Over the years, Sainik Colony’s already limited water quota has been systematically diluted. Pipelines have been extended to numerous nearby colonies, hutments, and settlements without any corresponding augmentation of supply or infrastructure, while the colony’s original allocation has remained frozen. Compounding the problem, dozens of commercial car-wash units draw substantial quantities of water from the same pipelines. The result is predictable: declining per-household availability and rising distress.
A clear and immediate opportunity lies in operationalising three existing tubewells that remain non-functional due to the absence of basic infrastructure ie pump rooms, motors, and pipeline connectivity to existing tanks. These are minor, non-capital-intensive works, well within administrative capability. Yet, for years, authorities have preferred crisis management and quick fix temporary solution over permanent solutions, firefighting instead of fire prevention.

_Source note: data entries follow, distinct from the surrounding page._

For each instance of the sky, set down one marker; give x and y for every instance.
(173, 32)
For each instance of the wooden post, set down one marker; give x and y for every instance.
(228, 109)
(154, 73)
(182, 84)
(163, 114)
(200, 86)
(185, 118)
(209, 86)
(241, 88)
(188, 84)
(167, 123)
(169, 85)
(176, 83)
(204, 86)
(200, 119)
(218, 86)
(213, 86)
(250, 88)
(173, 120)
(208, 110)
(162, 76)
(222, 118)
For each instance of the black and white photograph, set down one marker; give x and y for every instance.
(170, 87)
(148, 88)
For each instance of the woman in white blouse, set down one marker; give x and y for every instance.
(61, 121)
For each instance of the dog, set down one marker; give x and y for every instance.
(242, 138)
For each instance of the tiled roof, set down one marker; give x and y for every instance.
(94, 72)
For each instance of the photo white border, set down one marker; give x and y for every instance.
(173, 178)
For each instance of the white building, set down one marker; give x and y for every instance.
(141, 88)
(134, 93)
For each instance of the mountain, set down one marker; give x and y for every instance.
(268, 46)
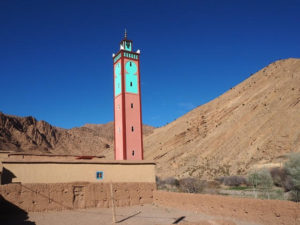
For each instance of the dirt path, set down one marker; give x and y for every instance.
(135, 215)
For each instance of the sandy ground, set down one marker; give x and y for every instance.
(135, 215)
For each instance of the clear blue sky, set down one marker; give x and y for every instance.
(56, 56)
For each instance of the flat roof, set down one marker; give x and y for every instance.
(76, 161)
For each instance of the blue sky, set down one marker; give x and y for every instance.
(56, 65)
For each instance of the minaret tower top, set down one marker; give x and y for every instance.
(126, 44)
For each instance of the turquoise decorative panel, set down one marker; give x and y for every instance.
(128, 46)
(118, 80)
(117, 57)
(131, 77)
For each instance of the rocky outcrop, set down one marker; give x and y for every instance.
(26, 134)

Adding to losses are unauthorised connections, pipeline damage during construction, illegal borewells despite groundwater regulations, and unchecked misuse and theft. Adding to it, is the open misuse of water by labour class living in huts within the colony while the colony management committee has no objection to JMC dismantling such huts. These point to weak enforcement and casual oversight, despite repeated alerts by residents.
Water supply infrastructure is further weakened by erratic electricity supply to pumping stations and storage tanks, many located outside the colony. Power disruptions directly impact lifting water from the Jammu Tawi to tanks at Batindi and elsewhere. The absence of power backup, spare motors, and contingency planning reflects poor inter-departmental coordination and an alarming lack of ownership. However, this cannot be justified against scarcity of basic water needs. Administration cannot live on such premises, rather it needs to explore solutions.
Responsibility is diffused among multiple agencies; the PHE/Jal Shakti Department, Mechanical Division, Power Development Department, and Jammu Municipal Corporation. This administrative fragmentation has become a convenient alibi for failure, forcing residents into an endless loop of representations with no single authority accountable for outcomes.
The Sainik Colony Management Committee has submitted over fifteen formal representations in recent years and held numerous meetings with authorities and political leadership. Assurances have been given repeatedly; results have not followed. No credible, time-bound, long-term plan ensuring daily water supply has emerged.
After 55 years, this is no longer merely a technical issue. It is a failure of governance, coordination, prioritisation, and empathy. Restoring the colony’s rightful water quota, operationalising existing tubewells, ensuring uninterrupted power supply, regulating pipeline extensions, auditing distribution networks, and enforcing accountability to meet genuine water needs are not extraordinary demands. These are routine administrative and mandated duties. A sustainable, one or two years water management plan, not ad-hoc crisis handling, is urgently required. These measures demand only administrative resolve and moral clarity, not innovation.
Access to drinking water is a civic entitlement, not a concession. Correcting this long-standing injustice would not only restore water to Sainik Colony but also restore faith in governance. For a colony that symbolises decades of national service in Tri-service defence forces, ensuring a daily supply of potable water is both a practical necessity and a moral obligation.
The growing anger among residents is a direct consequence of sustained neglect. Their continued restraint and choice not to pursue legal remedies must not be taken for granted. Silence should not be mistaken for consent.
(The writer is a motivational speaker and a change maker).